Quote (RedFromWinter @ Mar 7 2024 05:20pm)
We are still experiencing high levels of inflation in commodities that matter. It's convenient for the bean counters to lump it all together, but if you isolate more essential things like retail food sales then it's not as downward as media and gov claiming. Inflation on essential foods and quality merchandise still bad.
Also, there is a large segment of population that hasn't even caught up to the new standard created by the last few years of inflation. So what used to be survivable at pre pandemic inflation rate is a much tighter margin now.
That's why they like to use the core CPI in the US, because it strips out food & energy, (because those are 'volatile' as they say, and by volatile meaning they went up by a fuck ton in the last few years, so lets exclude the two most inflation heavy variables)

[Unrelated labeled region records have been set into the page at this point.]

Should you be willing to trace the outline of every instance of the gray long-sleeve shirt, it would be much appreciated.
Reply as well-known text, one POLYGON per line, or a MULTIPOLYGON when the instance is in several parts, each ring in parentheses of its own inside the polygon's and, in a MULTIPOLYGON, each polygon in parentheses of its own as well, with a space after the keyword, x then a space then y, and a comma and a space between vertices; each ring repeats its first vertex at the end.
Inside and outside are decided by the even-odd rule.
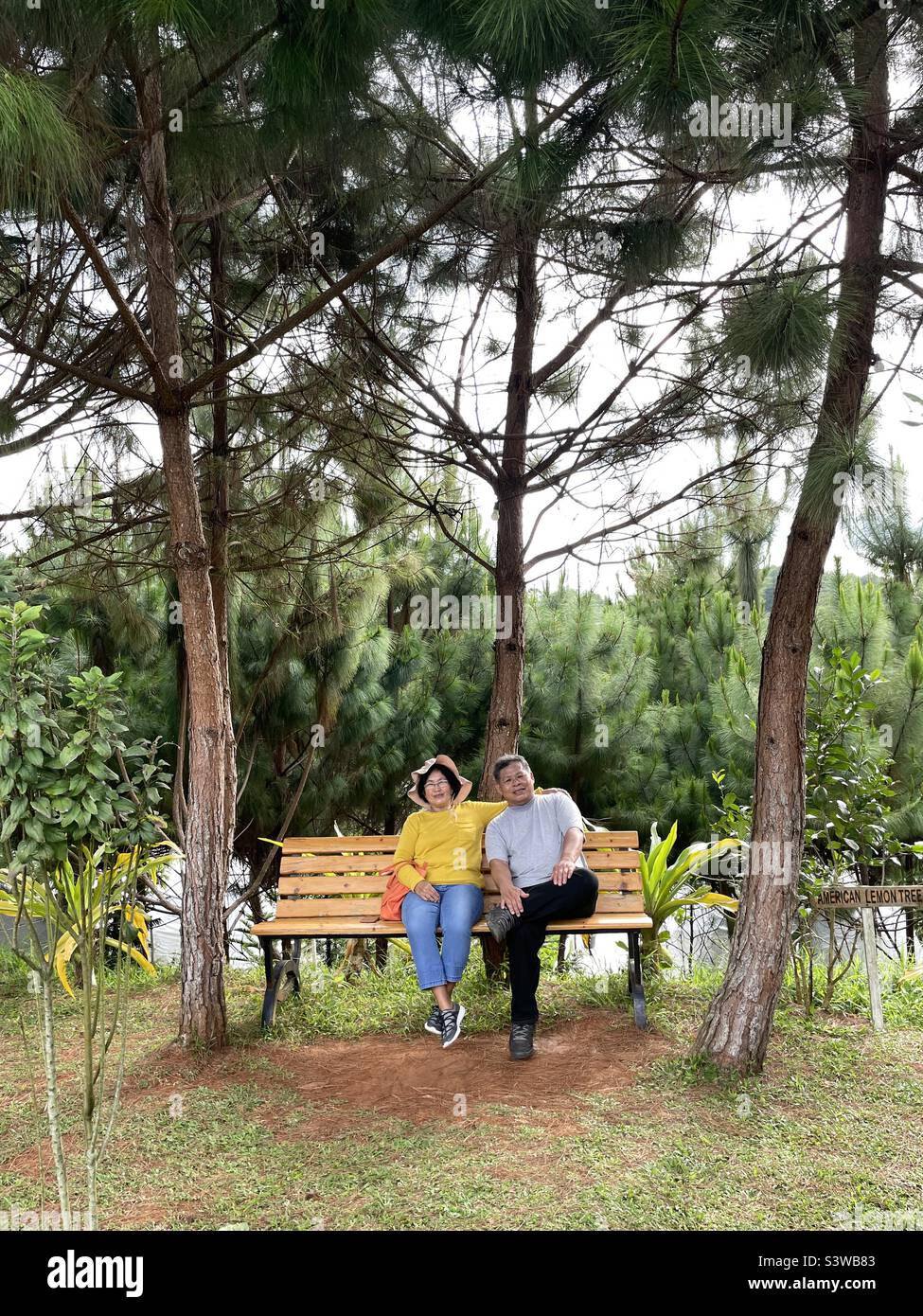
POLYGON ((511 804, 487 824, 485 854, 510 865, 521 888, 548 882, 561 858, 565 833, 583 819, 569 795, 533 795, 528 804, 511 804))

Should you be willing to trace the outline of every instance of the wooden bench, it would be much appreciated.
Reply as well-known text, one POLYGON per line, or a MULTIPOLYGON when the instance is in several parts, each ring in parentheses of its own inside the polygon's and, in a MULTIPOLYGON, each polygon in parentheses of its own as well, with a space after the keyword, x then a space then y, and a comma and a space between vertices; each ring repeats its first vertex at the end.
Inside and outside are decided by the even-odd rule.
MULTIPOLYGON (((382 923, 377 915, 396 836, 296 836, 282 846, 279 900, 275 917, 250 929, 261 938, 266 962, 263 1028, 271 1028, 275 1007, 288 990, 300 990, 299 959, 304 937, 406 937, 403 923, 382 923), (282 938, 282 958, 273 940, 282 938)), ((628 936, 628 991, 635 1023, 646 1028, 641 979, 640 932, 653 926, 644 912, 637 832, 587 832, 583 858, 599 878, 596 909, 589 919, 567 919, 548 925, 557 933, 620 932, 628 936)), ((496 886, 482 855, 486 875, 485 908, 499 903, 496 886)), ((481 919, 473 932, 490 936, 481 919)))

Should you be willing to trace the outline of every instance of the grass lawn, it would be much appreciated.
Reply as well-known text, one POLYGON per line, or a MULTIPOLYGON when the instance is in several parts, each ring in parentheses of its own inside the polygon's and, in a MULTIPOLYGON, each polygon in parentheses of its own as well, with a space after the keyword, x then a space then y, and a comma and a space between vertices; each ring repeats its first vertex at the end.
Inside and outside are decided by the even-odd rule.
MULTIPOLYGON (((448 1051, 421 1033, 428 1009, 395 953, 354 982, 308 975, 267 1040, 261 975, 232 971, 233 1045, 217 1054, 171 1045, 175 970, 138 978, 104 1227, 835 1229, 857 1207, 922 1209, 920 986, 886 982, 878 1037, 858 975, 827 1015, 786 996, 765 1073, 723 1082, 689 1059, 716 982, 652 990, 641 1034, 621 976, 558 975, 549 948, 540 1050, 514 1065, 507 996, 479 966, 448 1051)), ((62 996, 68 1126, 76 1023, 62 996)), ((0 955, 1 1209, 55 1207, 41 1105, 33 1001, 0 955)))

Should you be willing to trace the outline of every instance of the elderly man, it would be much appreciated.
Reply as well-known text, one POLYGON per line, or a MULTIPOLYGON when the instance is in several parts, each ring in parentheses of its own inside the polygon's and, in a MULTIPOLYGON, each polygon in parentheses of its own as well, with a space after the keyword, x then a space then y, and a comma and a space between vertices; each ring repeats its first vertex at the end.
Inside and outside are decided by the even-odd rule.
POLYGON ((599 883, 581 862, 583 819, 569 795, 536 795, 535 778, 521 754, 494 763, 494 780, 507 809, 487 825, 485 853, 500 890, 500 903, 486 921, 506 941, 512 987, 510 1055, 532 1055, 539 1021, 539 949, 548 924, 587 919, 599 883))

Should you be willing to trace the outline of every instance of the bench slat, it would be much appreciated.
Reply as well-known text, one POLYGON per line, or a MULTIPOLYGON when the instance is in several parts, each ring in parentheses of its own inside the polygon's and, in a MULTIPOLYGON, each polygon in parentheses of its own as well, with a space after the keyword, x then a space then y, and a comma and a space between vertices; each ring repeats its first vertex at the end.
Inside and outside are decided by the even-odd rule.
MULTIPOLYGON (((283 855, 294 854, 394 854, 396 836, 288 836, 282 842, 283 855)), ((637 850, 637 832, 587 832, 585 850, 637 850)))
MULTIPOLYGON (((600 891, 640 891, 641 874, 635 873, 598 873, 600 891)), ((333 896, 333 895, 359 895, 362 892, 381 894, 384 890, 386 879, 373 873, 367 876, 356 874, 353 876, 321 876, 319 874, 304 874, 302 876, 279 878, 280 896, 333 896)), ((496 883, 490 874, 485 875, 485 890, 496 891, 496 883)))
MULTIPOLYGON (((594 873, 620 873, 639 867, 636 850, 602 850, 594 851, 583 849, 586 861, 594 873)), ((320 854, 312 857, 286 855, 279 865, 279 873, 381 873, 390 863, 387 854, 320 854)), ((486 858, 481 857, 481 871, 488 873, 490 866, 486 858)))
MULTIPOLYGON (((645 913, 594 913, 590 919, 567 919, 548 925, 553 932, 640 932, 653 928, 645 913)), ((477 936, 487 924, 475 923, 477 936)), ((404 937, 403 923, 356 923, 353 919, 273 919, 250 929, 257 937, 404 937)))
MULTIPOLYGON (((487 895, 485 908, 492 909, 500 903, 499 895, 487 895)), ((279 900, 275 907, 277 919, 357 919, 378 915, 382 908, 381 896, 369 900, 279 900)), ((610 895, 596 898, 596 913, 640 913, 644 909, 644 896, 610 895)))

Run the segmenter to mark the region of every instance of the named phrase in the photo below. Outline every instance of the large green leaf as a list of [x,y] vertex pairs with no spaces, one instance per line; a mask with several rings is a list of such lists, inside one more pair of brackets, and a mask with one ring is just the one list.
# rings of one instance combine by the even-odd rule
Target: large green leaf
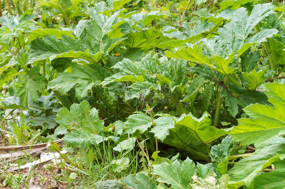
[[148,49],[158,46],[160,42],[156,39],[162,35],[162,33],[155,30],[154,27],[135,32],[131,31],[124,43],[130,48]]
[[258,60],[261,57],[260,53],[258,51],[252,52],[249,55],[245,55],[241,57],[241,66],[244,72],[250,72],[254,69],[258,62]]
[[150,177],[144,173],[129,175],[126,177],[122,178],[120,181],[122,183],[127,184],[132,188],[155,189],[157,187],[155,183],[151,181]]
[[[273,34],[276,34],[278,31],[274,29],[270,29],[268,31],[266,31],[266,32],[263,31],[262,34],[257,33],[257,35],[259,35],[258,39],[254,38],[255,40],[252,39],[251,41],[250,39],[247,40],[247,38],[254,27],[263,18],[273,12],[270,4],[256,5],[250,16],[248,16],[245,8],[241,8],[237,9],[231,17],[231,21],[224,27],[219,29],[221,36],[225,39],[225,42],[232,52],[237,52],[244,44],[256,43],[257,39],[258,40],[262,39],[261,41],[266,40],[266,37],[272,36]],[[269,33],[267,31],[269,31]],[[254,36],[253,37],[254,37]],[[246,48],[250,47],[250,46],[247,46]]]
[[[70,111],[63,107],[58,111],[55,121],[59,126],[55,134],[65,134],[64,141],[74,147],[86,148],[105,139],[99,135],[103,131],[104,122],[99,119],[97,109],[90,109],[89,103],[86,101],[73,104]],[[71,131],[68,132],[69,130]]]
[[275,169],[269,173],[261,173],[255,179],[254,188],[273,189],[285,186],[285,160],[277,160],[273,164]]
[[269,77],[265,76],[267,70],[267,69],[265,69],[263,70],[260,69],[257,71],[255,69],[254,69],[250,72],[243,73],[242,76],[248,82],[246,84],[252,90],[256,90],[265,80],[268,79]]
[[21,81],[21,85],[17,91],[21,103],[28,107],[28,97],[29,95],[34,101],[38,100],[38,92],[42,92],[45,86],[44,76],[39,75],[40,66],[34,66],[27,72]]
[[154,165],[153,172],[160,176],[156,180],[171,184],[171,188],[184,189],[192,182],[196,169],[194,162],[187,158],[182,164],[175,160],[171,164]]
[[252,104],[244,109],[251,118],[238,120],[239,125],[234,127],[230,135],[241,144],[255,143],[258,145],[265,139],[270,138],[285,129],[285,86],[277,83],[263,85],[268,101],[274,106]]
[[231,177],[230,183],[237,187],[243,184],[252,187],[254,179],[259,172],[284,158],[285,138],[274,136],[260,145],[254,155],[245,158],[234,165],[229,171]]
[[209,188],[218,189],[220,188],[219,185],[218,184],[218,180],[216,178],[216,175],[213,172],[211,172],[205,178],[201,178],[197,175],[192,176],[193,179],[193,183],[190,183],[189,186],[191,188]]
[[200,90],[200,88],[204,83],[208,82],[204,78],[198,76],[191,83],[189,86],[186,95],[181,102],[192,102],[195,100],[197,93]]
[[[206,112],[200,119],[195,118],[191,113],[182,116],[176,121],[175,127],[176,129],[184,127],[201,142],[208,143],[227,133],[223,129],[211,126],[211,122],[208,118],[208,116]],[[186,133],[184,134],[186,134]]]
[[76,87],[76,96],[81,100],[88,96],[88,92],[101,80],[99,73],[87,67],[73,63],[73,72],[60,73],[57,77],[49,82],[48,89],[58,90],[65,94]]
[[285,44],[272,39],[272,60],[275,64],[285,64]]

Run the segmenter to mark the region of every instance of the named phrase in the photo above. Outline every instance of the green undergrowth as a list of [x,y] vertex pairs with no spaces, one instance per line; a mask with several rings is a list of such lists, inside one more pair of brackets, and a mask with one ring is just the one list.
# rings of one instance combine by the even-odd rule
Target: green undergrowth
[[0,187],[283,187],[282,2],[0,4]]

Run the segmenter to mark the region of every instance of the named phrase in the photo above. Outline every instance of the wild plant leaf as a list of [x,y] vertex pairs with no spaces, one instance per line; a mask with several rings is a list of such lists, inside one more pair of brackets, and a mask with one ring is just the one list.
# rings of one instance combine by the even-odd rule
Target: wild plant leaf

A lot of commodities are actually rolling over or have rolled over in 2023. Big reason is slowing global demand, but that just means prices aren't going up by the magnitudes they were due to Covid lockdowns. Rent inflation is a huge problem, especially in the largest metros and a huge component of how they calculate it. Inflation would continue to run hot if it wasn't that China is struggling with growth and Europe is basically in a recession. Those have led to slowing oil consumption and that's why we're seeing reasonably priced gasoline.
We in the US I would argue are on a better footing. China, Europe, UK even Canada are all objectively worse off than we are.